Loeb has found that when winged aphids, the sexual forms, are collected in a tube, and the tube is kept in a room, the aphids crawl toward the light.

This happens in

ordinary diffuse light, as well as in lamplight. It is stated that the animals orientate themselves towards the light more quickly when it is strong than when it is weak. They turn their bodies toward the light, and then move forward in the direction from which the rays come. It can be shown by a simple experiment that the aphids are turned by the direction of the light, and not by its intensity. If they are placed in a tube, and the tube laid obliquely before a window in such a way that the direct sunlight falls only on the inner end of the tube, the aphids will, if started at the inner end of the tube, first crawl toward the outer surface of the tube, and then wander along this wall, passing out of the region of sunlight into the end of the tube nearest the window, where they come to rest at the end. They have moved constantly towards the direction from which the rays come, passing, as it were, from ray to ray, but each time toward a ray nearer the source of the light.

If the tube be turned toward the window, and the window end be covered with blue glass, the aphids crawl into this end of the tube, as they would have done had the tube been uncovered. If, on the other hand, the end of the tube be covered with red glass, they do not crawl into the part of the tube that is covered, unless they are very sensitive to light. Even in the latter case they may remain scattered in the red part, and do not all accumulate at the end, as they do when blue glass is used. In other words, while they respond to blue as they do to ordinary light, they behave toward red as they do towards a very faint light.

In diffuse daylight the aphids, as has been said, crawl toward the light, but if they come suddenly into the sunlight they begin to fly. Thus they remain on the food plant until the sun strikes it, and then they fly away.

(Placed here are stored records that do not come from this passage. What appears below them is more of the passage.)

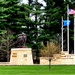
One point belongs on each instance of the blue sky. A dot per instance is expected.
(41, 1)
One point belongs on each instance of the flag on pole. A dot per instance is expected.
(66, 22)
(71, 11)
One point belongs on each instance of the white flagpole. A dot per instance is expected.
(74, 33)
(67, 29)
(62, 33)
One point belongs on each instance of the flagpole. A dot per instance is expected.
(74, 33)
(67, 29)
(62, 33)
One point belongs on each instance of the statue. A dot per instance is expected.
(21, 41)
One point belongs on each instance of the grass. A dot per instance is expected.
(37, 70)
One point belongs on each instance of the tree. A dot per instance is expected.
(6, 42)
(49, 51)
(51, 21)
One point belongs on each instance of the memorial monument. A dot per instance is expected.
(21, 55)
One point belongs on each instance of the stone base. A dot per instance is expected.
(21, 56)
(59, 59)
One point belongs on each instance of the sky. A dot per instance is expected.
(41, 1)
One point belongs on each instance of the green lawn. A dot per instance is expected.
(37, 70)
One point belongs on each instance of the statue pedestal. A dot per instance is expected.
(21, 56)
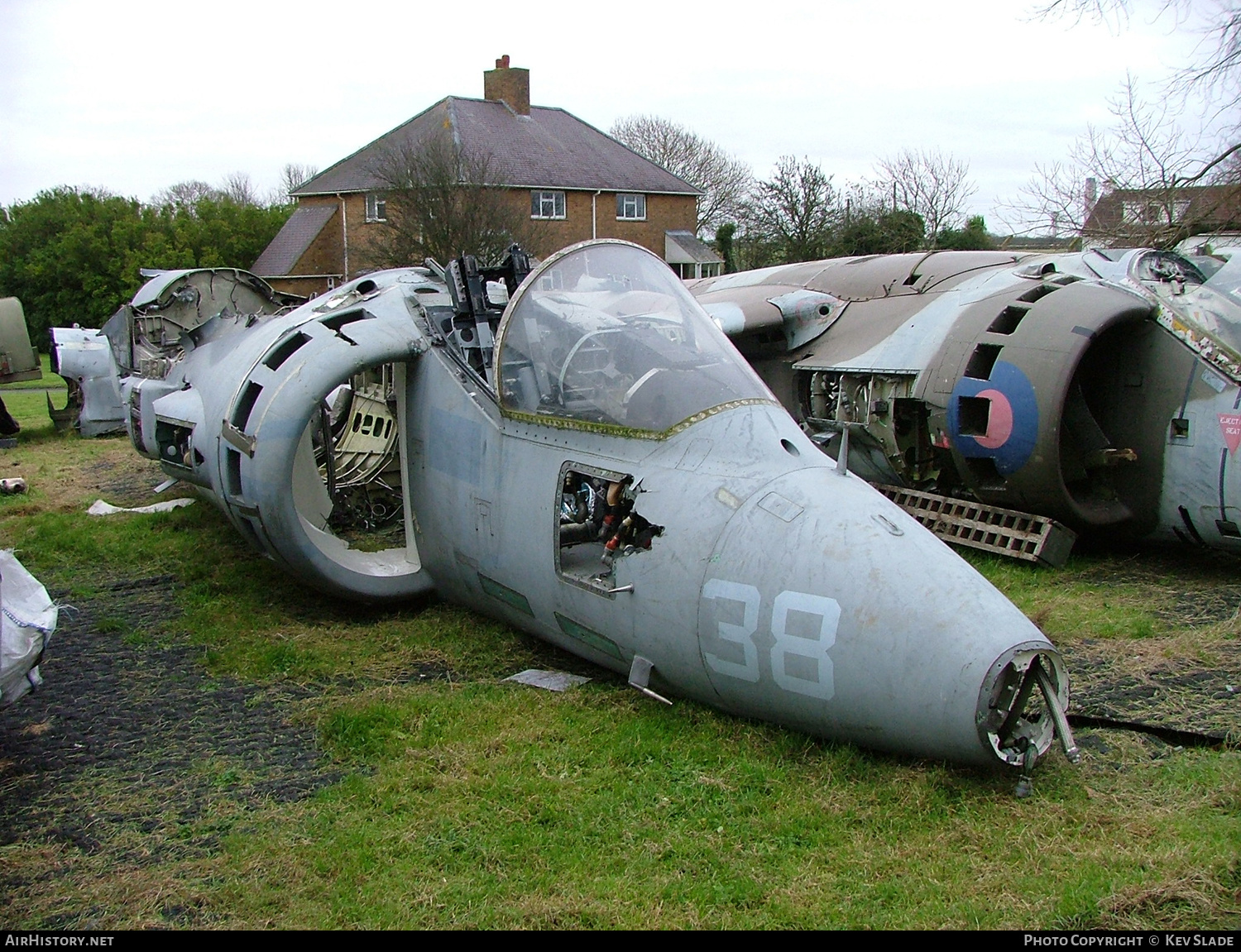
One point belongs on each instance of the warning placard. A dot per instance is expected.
(1231, 426)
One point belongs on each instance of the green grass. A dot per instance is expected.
(467, 801)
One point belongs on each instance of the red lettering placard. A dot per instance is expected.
(1231, 426)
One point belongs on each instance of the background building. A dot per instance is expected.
(570, 178)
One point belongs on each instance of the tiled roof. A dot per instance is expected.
(692, 250)
(549, 149)
(293, 240)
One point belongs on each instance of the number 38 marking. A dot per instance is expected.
(786, 644)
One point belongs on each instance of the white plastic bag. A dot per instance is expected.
(27, 619)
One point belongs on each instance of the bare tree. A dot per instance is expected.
(185, 193)
(442, 201)
(928, 184)
(1215, 66)
(238, 189)
(293, 176)
(1143, 170)
(724, 180)
(791, 216)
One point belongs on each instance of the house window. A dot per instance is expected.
(546, 205)
(632, 206)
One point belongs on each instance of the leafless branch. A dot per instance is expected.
(725, 181)
(928, 184)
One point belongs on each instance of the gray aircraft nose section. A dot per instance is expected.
(851, 621)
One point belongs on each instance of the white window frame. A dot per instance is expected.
(550, 205)
(376, 208)
(635, 201)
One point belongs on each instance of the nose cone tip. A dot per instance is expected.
(869, 629)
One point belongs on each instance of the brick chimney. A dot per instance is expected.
(508, 84)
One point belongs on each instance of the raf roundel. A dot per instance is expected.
(1012, 417)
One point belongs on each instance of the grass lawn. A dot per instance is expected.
(218, 746)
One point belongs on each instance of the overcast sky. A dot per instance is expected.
(137, 96)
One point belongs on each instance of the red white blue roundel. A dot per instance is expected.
(1013, 417)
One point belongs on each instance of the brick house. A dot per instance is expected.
(1162, 218)
(566, 174)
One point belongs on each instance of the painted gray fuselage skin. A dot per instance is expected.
(1124, 432)
(779, 589)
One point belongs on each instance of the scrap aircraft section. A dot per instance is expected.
(1096, 389)
(577, 449)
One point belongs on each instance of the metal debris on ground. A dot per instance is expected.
(99, 508)
(548, 681)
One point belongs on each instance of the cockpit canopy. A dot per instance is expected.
(603, 335)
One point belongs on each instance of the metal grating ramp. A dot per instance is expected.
(1005, 532)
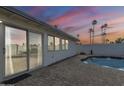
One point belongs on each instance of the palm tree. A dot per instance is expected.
(103, 32)
(107, 40)
(90, 31)
(94, 22)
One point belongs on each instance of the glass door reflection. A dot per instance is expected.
(16, 50)
(35, 50)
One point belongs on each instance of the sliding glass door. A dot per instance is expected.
(16, 50)
(35, 50)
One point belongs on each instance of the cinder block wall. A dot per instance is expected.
(104, 49)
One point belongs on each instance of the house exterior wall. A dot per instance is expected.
(48, 57)
(51, 57)
(104, 49)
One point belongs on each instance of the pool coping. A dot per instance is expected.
(92, 56)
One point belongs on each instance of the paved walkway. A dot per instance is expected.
(73, 72)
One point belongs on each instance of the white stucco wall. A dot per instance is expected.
(55, 56)
(104, 49)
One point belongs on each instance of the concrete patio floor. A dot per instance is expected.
(72, 72)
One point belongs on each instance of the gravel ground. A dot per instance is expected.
(72, 72)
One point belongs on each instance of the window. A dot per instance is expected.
(66, 44)
(63, 44)
(57, 43)
(35, 50)
(50, 43)
(16, 50)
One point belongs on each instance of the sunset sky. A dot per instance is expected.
(77, 20)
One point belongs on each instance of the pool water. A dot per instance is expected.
(107, 62)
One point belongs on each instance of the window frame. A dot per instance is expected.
(59, 43)
(53, 43)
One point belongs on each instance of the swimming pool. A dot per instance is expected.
(117, 63)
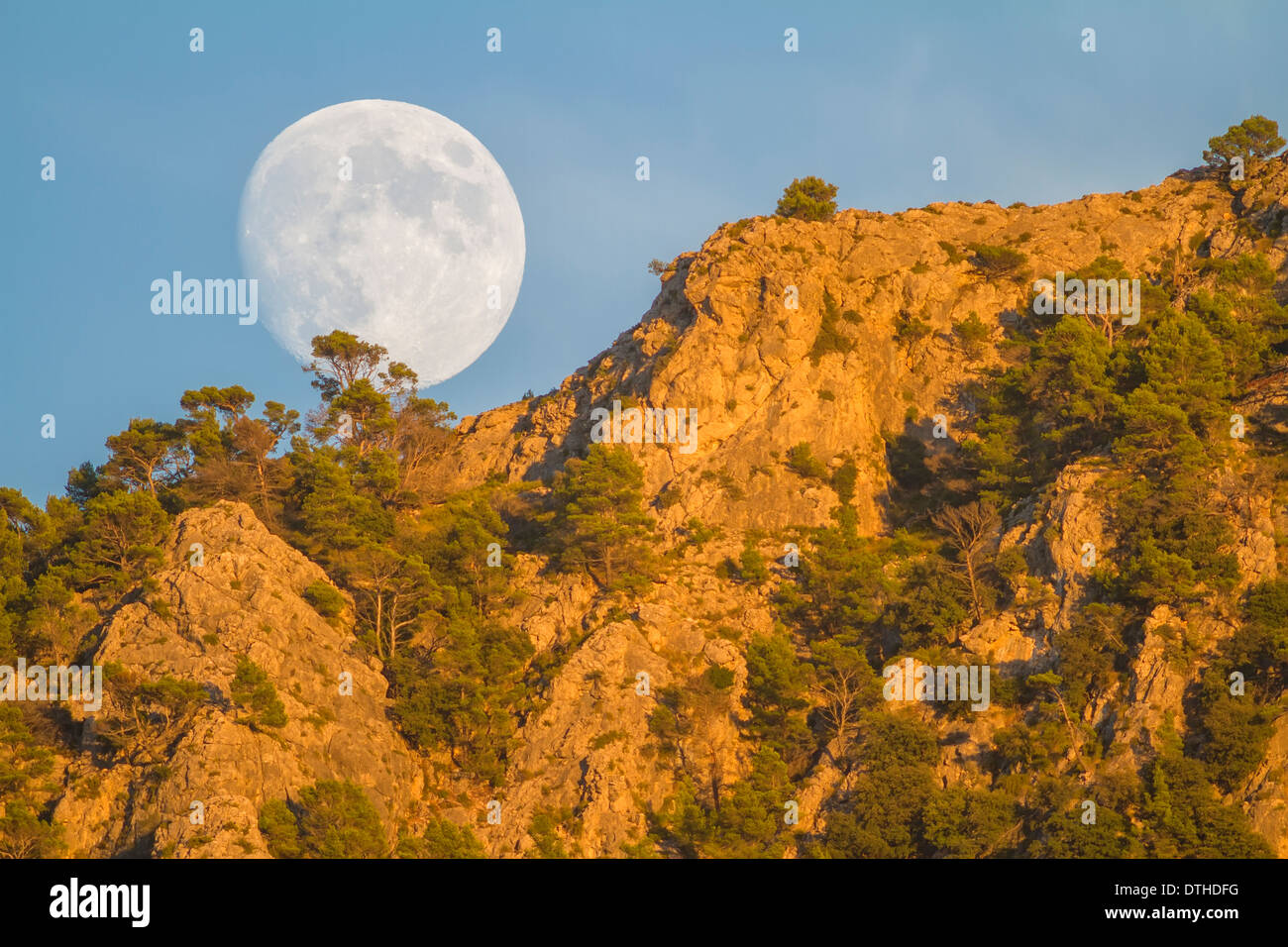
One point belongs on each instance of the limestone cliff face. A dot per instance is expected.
(719, 339)
(243, 599)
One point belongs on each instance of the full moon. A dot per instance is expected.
(386, 221)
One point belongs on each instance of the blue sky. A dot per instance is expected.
(154, 145)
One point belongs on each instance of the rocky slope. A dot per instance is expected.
(244, 598)
(720, 341)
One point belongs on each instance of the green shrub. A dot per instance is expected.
(807, 198)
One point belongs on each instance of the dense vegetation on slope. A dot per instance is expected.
(1149, 411)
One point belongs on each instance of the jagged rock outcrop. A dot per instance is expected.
(243, 599)
(761, 376)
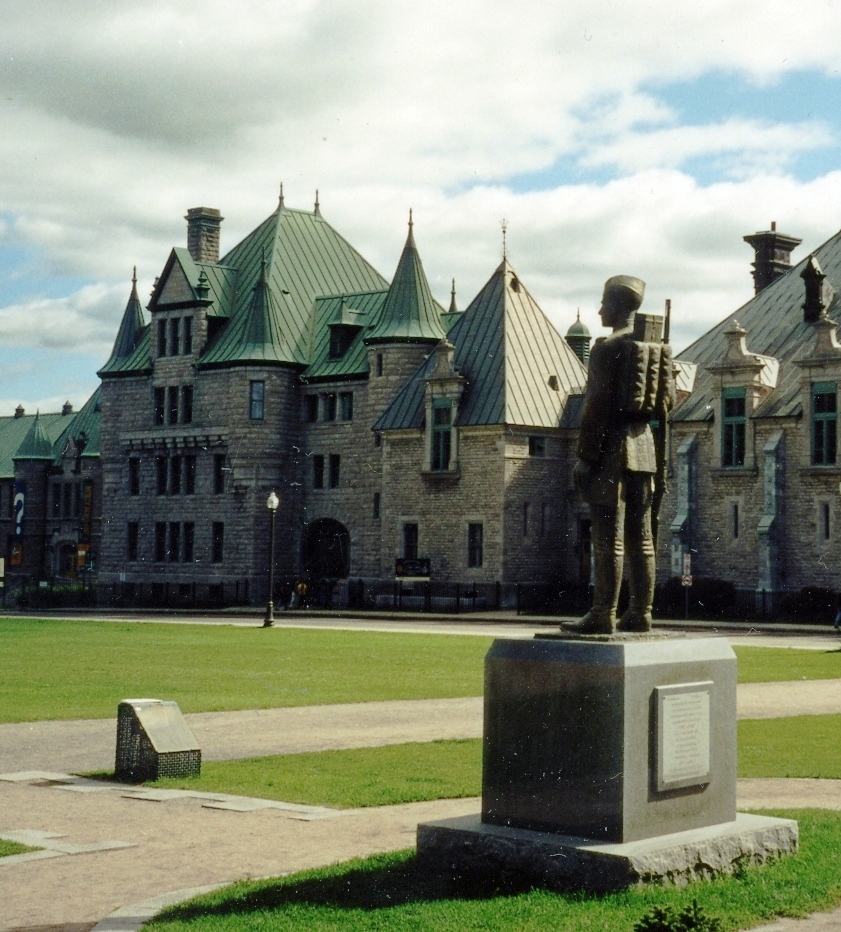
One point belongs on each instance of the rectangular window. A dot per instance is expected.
(160, 405)
(161, 469)
(824, 423)
(318, 471)
(134, 476)
(218, 473)
(733, 427)
(132, 538)
(257, 400)
(189, 541)
(441, 435)
(410, 541)
(218, 543)
(174, 336)
(189, 475)
(160, 541)
(174, 549)
(474, 545)
(172, 406)
(537, 446)
(175, 475)
(187, 404)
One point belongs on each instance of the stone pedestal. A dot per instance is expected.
(608, 741)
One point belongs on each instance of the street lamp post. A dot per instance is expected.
(272, 503)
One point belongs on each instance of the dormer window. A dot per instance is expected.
(442, 426)
(734, 423)
(824, 423)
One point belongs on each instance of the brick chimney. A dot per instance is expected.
(203, 233)
(773, 255)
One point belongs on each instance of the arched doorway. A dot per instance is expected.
(326, 551)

The aphid also shows another response; it is negatively geotropic, i.e. it tends to crawl upward against gravity. If placed on an inclined, or on a vertical, surface, it will crawl

upward. Such an experiment is best made in the dark, since in the light the aphid also responds to the light. If put on a window it crawls upward never downward.

Aphids are also sensitive to heat. If they are placed in a darkened tube and put near a stove, they crawl away from the warmer end; but if they are acted upon by the light at the same time, they will be more strongly attracted by the light than repulsed by the heat. We thus see that there are at least three external agents that determine the movements of this animal, and its ordinary behavior is determined by a combination of these, or by that one that acts so strongly as to overpower the others.

The swarming of the male and female ants is also largely directed by the influence of light. Loeb observed that when the direct sunlight fell full upon a nest in a wall the sexual forms emerged, and then flew away. Other nests in the ground were affected earlier in the day, because the sun reached them first. These ants, when tested, were found to respond to light in the same way as do the aphids. The wingless forms, or worker ants, do not show this response, and the winged forms soon lose their strong response to light after they have left the nest. Thus we see that the heliotropism is here connected with a certain stage in the development of the individual; and this is useful to the species, as it leads the winged queens and males to leave the nest, and form new colonies. Even the loss of response that takes place later may be looked upon as beneficial to the species, since the queens do not leave the nest after they have once established it.

It is familiar to every one that many of the night-flying insects are attracted to a lamplight, and since those that fly most rapidly may be actually carried into the flame before they can turn aside, it may seem that such a response is worse than useless to them. The result must be considered, however, in connection with other conditions of their life.